La patologia è caratterizzata infatti da ipocalcemia, iperfosfatemia e livelli inappropriati di PTH. Nella maggior parte dei casi, circa il 75%, è conseguenza di danni alle paratiroidi durante interventi chirurgici, in particolare tiroidectomie o paratiroidectomie.
Quali sono i sintomi principali?
«I pazienti possono avvertire formicolii alle mani o intorno alla bocca, crampi muscolari e, nei casi più severi, tetania. Ma non bisogna sottovalutare le complicanze a lungo termine: si possono verificare alterazioni scheletriche, calcificazioni cerebrali, problemi renali e un aumentato rischio di fratture».
Le complicanze croniche includono anche cataratta, infezioni, nefrolitiasi o nefrocalcinosi, insufficienza renale, convulsioni, depressione, malattie cardiache ischemiche e aritmie. In Italia si registrano ogni anno oltre 3.000 ricoveri per complicanze acute legate a questa condizione.
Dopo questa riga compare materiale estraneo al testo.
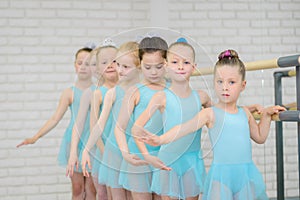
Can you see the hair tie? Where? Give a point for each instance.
(108, 42)
(226, 54)
(183, 40)
(90, 45)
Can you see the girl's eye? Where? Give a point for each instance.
(159, 66)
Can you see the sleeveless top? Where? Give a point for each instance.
(230, 137)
Come si cura oggi l’ipoparatiroidismo?
«Il trattamento tradizionale non sostituisce l’ormone mancante. Si basa sulla somministrazione di calcio e vitamina D attiva. Tuttavia, una parte significativa dei pazienti non riesce a raggiungere un controllo adeguato e continua a convivere con sintomi e complicanze».
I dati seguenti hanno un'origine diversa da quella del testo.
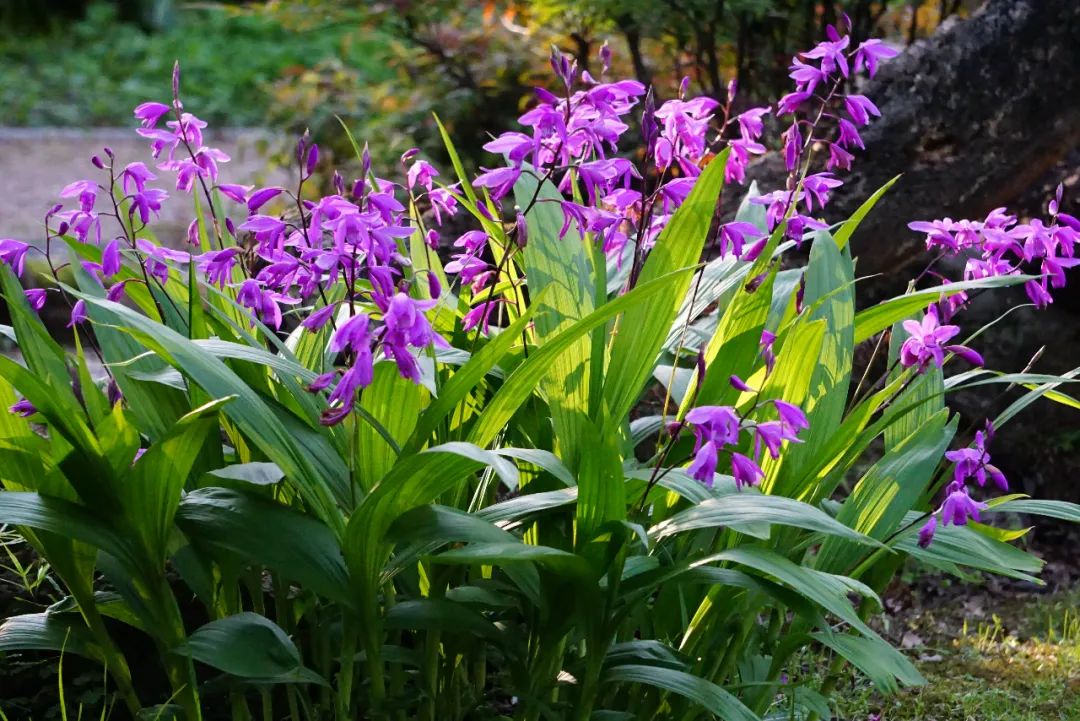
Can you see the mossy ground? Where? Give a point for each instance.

Ci sono novità dalla ricerca?
«Negli ultimi anni si stanno aprendo prospettive molto importanti. Si stanno sviluppando terapie sostitutive con ormone paratiroideo o farmaci che ne mimano l’azione. Questo rappresenta un cambio di paradigma nella gestione della malattia».
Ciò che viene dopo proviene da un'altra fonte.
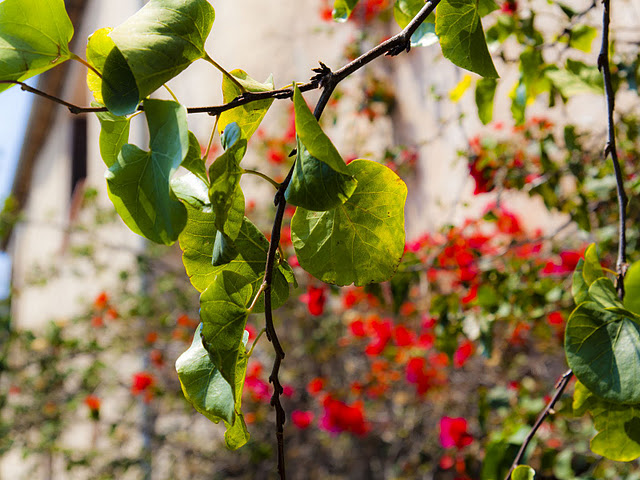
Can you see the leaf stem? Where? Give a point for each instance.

Tra le innovazioni più rilevanti vi è l’introduzione di una terapia ormonale sostitutiva: un farmaco a base di PTH ricombinante, somministrato tramite iniezione quotidiana, che replica l’ormone naturale e ne compensa la carenza.
Che impatto può avere questa terapia sui pazienti?
«Parliamo della prima vera terapia sostitutiva per questa malattia. Nei pazienti che non rispondono adeguatamente alle terapie convenzionali, può rappresentare una svolta significativa: consente un migliore controllo dei livelli di calcio e fosforo, riduce il rischio di complicanze e, soprattutto, migliora in modo concreto la qualità della vita, restituendo ai pazienti maggiore stabilità clinica e autonomia nella quotidianità».
L’ipoparatiroidismo rimane una patologia complessa e ancora troppo spesso sottovalutata, ma oggi il panorama sta cambiando. La maggiore consapevolezza clinica, unita ai progressi della ricerca, sta aprendo la strada a trattamenti più efficaci e mirati.
Come evidenzia il dottor Tromba, la vera svolta è rappresentata dall’approccio innovativo che mira a sostituire direttamente l’ormone mancante, superando i limiti delle terapie tradizionali. Un cambiamento che non riguarda solo i numeri di laboratorio, ma soprattutto la vita quotidiana dei pazienti.
La speranza, dunque, non è più solo teorica: è concreta, e passa dalla ricerca, dall’innovazione e da una medicina sempre più personalizzata. Per chi convive con questa malattia rara, il futuro oggi appare meno incerto.